In the Security Council
With an attempt to get rid of participation in secondary committees, which would be an extra burden for the small delegation, Costa Rica launched its activities as a no-permanent member of the United Nations Security Council. The Tico delegation has only 16 members, including diplomats and staff, therefore the need to focus on the major tasks at the Council, Ambassador Jorge Urbina said. This Central American nation will partake in the Council for two years, which started on January 1st.
At least 1,000 poor students who got good grades in high school will have the opportunity to pursue college studies in Costa Rican private universities, thanks to an agreement between the Arias Administration and the higher learning institutions.
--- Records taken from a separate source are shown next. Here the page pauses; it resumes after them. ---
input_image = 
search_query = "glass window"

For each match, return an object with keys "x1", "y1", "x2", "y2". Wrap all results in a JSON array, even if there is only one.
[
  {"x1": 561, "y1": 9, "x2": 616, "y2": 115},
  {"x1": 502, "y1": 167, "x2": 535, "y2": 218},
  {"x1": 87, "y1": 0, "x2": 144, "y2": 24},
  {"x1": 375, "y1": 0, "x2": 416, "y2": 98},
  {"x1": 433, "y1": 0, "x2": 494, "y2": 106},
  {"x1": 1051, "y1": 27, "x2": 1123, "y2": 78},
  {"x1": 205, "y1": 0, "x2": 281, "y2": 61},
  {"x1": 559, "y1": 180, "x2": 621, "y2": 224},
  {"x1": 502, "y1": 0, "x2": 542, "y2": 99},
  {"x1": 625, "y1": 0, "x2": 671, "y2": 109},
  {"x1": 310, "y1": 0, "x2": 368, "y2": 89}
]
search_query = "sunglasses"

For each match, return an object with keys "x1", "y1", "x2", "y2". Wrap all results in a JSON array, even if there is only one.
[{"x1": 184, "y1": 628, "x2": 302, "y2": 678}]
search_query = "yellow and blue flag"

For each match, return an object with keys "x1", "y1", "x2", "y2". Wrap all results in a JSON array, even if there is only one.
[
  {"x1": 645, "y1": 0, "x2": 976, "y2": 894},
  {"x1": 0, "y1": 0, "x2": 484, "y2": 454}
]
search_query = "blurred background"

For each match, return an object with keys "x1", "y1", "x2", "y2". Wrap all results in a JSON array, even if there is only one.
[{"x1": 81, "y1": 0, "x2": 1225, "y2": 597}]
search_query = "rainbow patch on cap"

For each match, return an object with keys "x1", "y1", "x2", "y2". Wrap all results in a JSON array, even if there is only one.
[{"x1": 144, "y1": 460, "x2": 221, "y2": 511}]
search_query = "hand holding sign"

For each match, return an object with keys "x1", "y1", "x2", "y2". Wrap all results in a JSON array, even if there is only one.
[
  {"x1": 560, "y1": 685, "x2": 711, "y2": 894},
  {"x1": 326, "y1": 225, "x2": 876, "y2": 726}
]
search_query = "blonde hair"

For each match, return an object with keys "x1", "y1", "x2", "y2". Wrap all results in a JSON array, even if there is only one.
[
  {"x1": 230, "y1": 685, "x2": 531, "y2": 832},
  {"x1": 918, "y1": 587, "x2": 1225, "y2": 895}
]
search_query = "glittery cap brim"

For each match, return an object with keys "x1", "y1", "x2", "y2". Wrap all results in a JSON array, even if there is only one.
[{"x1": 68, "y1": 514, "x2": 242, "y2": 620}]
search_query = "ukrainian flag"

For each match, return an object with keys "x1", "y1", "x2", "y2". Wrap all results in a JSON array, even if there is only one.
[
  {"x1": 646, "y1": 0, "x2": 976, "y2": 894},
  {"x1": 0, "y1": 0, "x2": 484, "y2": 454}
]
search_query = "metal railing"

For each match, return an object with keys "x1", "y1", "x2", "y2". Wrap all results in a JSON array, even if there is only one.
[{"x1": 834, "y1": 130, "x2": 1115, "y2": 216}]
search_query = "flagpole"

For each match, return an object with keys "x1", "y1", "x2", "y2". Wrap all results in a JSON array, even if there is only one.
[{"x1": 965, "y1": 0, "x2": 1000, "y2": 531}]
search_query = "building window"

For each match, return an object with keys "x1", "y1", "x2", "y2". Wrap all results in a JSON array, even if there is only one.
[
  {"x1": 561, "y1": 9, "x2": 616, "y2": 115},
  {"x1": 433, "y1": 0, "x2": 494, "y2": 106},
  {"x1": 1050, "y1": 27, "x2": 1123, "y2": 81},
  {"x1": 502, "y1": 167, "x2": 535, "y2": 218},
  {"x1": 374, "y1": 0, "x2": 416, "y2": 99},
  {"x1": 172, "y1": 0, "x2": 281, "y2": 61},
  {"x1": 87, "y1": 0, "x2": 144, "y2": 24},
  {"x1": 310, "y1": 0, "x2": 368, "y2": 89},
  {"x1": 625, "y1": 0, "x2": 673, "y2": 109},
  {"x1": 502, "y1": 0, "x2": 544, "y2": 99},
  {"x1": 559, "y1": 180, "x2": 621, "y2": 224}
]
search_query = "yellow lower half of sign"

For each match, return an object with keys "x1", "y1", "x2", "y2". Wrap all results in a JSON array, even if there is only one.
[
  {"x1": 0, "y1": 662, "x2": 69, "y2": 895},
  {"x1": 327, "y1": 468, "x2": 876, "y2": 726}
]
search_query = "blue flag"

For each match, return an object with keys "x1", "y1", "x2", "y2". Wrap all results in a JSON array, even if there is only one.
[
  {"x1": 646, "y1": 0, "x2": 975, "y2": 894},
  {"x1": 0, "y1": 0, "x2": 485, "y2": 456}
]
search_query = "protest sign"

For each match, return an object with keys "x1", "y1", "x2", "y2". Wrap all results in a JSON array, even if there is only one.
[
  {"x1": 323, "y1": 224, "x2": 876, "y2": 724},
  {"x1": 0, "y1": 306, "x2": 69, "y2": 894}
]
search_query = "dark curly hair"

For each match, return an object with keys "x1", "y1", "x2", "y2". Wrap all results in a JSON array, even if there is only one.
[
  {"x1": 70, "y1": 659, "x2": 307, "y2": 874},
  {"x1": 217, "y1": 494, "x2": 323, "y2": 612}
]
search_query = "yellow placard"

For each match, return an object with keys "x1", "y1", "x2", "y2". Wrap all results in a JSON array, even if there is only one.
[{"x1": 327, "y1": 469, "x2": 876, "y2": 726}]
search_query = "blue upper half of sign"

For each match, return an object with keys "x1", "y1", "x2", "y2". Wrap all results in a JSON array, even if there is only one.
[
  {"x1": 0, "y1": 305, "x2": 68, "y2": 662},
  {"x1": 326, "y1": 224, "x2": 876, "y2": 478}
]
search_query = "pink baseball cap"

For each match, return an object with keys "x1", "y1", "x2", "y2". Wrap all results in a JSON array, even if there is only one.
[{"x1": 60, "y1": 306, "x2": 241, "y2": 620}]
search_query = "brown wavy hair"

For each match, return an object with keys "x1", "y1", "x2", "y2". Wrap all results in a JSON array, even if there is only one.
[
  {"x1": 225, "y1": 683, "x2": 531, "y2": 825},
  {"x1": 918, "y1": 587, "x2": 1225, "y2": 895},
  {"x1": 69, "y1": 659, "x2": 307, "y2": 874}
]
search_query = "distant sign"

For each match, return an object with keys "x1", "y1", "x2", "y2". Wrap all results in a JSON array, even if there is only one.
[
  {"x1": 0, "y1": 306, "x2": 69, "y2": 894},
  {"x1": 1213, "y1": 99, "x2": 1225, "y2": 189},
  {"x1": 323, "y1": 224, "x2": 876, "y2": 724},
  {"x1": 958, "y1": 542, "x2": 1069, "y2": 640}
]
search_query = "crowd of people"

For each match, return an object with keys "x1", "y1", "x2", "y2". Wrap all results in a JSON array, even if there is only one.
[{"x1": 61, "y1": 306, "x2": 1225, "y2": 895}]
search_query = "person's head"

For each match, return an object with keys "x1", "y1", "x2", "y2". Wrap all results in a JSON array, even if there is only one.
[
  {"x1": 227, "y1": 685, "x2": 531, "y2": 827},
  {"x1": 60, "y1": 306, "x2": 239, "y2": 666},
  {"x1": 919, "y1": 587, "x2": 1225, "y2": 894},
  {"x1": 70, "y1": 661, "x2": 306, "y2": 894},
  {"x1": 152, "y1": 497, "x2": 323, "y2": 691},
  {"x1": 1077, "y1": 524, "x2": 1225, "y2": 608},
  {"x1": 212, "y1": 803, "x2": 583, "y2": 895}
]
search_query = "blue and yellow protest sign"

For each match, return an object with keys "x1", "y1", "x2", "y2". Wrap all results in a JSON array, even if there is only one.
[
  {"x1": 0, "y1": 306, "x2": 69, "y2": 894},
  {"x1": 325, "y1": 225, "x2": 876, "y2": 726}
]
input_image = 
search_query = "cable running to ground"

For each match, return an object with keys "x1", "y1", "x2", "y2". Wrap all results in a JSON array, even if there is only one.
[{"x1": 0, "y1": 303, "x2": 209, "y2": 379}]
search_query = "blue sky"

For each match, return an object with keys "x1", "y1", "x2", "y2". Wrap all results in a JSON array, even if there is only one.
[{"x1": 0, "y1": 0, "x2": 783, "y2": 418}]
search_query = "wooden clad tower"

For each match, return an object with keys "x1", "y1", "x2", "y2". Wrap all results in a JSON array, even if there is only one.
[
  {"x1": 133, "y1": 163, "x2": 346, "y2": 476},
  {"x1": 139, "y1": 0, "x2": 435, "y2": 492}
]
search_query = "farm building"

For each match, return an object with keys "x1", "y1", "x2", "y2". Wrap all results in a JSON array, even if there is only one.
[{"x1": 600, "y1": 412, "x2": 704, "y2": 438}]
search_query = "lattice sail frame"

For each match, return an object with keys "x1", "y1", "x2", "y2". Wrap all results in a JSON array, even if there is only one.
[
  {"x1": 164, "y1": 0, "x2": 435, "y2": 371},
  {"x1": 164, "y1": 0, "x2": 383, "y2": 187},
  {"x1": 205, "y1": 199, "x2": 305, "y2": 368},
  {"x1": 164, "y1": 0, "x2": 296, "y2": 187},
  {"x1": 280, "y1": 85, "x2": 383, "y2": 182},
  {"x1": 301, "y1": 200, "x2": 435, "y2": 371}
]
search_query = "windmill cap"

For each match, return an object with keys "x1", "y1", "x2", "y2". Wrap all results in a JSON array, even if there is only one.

The chairman of the Social Aid Institution (IMAS in Spanish) Jose Li explained that the students will be chosen among the 8,500 who obtained their high school diploma in December and had benefited from the “Avancemos” Program, which provides aid for students from poor families not to quit school.
Space coffee maker
The aerospace company Ad Astra Rocket and the Costa Rican Institute of Technology launched a research program aimed at developing a coffee maker that would be operational aboard spacecraft. The ambitious project goes beyond giving astronauts and space tourists the chance to enjoy freshly-brewed coffee, since it is also aimed at improving the research on chemical compounds for the development of medicines in space, which will be possible through infusions obtained using the space era coffee maker.
$5 million for forests
The Costa Rican carbon program is to receive $5 million, thanks to an agreement between the Central Volcanic Mountain Range Foundation for Development and U.S. organization Equator Environmental, which specializes in promoting investment in the carbon market around the world, but particularly in Latin America. The carbon market is locally known in Costa Rica as the payment for “environmental services”, which farmers receive for preserving their forested areas. This is so because of the ability of trees to absorb carbon dioxide, the leading gas in the greenhouse effect, and to produce oxygen.
Methyl bromide reduction
In the last 8 years, Costa Rica reduced by 60 percent the use of methyl bromide, a gas that damages the ozone layer and causes burns and even cardiac arrests in humans, the Regional Institute of Studies on Toxics (Universidad Nacional) reported. This product is used to disinfect the soil, to spray cereals, and in the protection of stored goods. In Costa Rica, it has been used mostly in cantaloupe and flower plantations. According to the programs under way, the country will be free of the use of this chemical by the year 2010.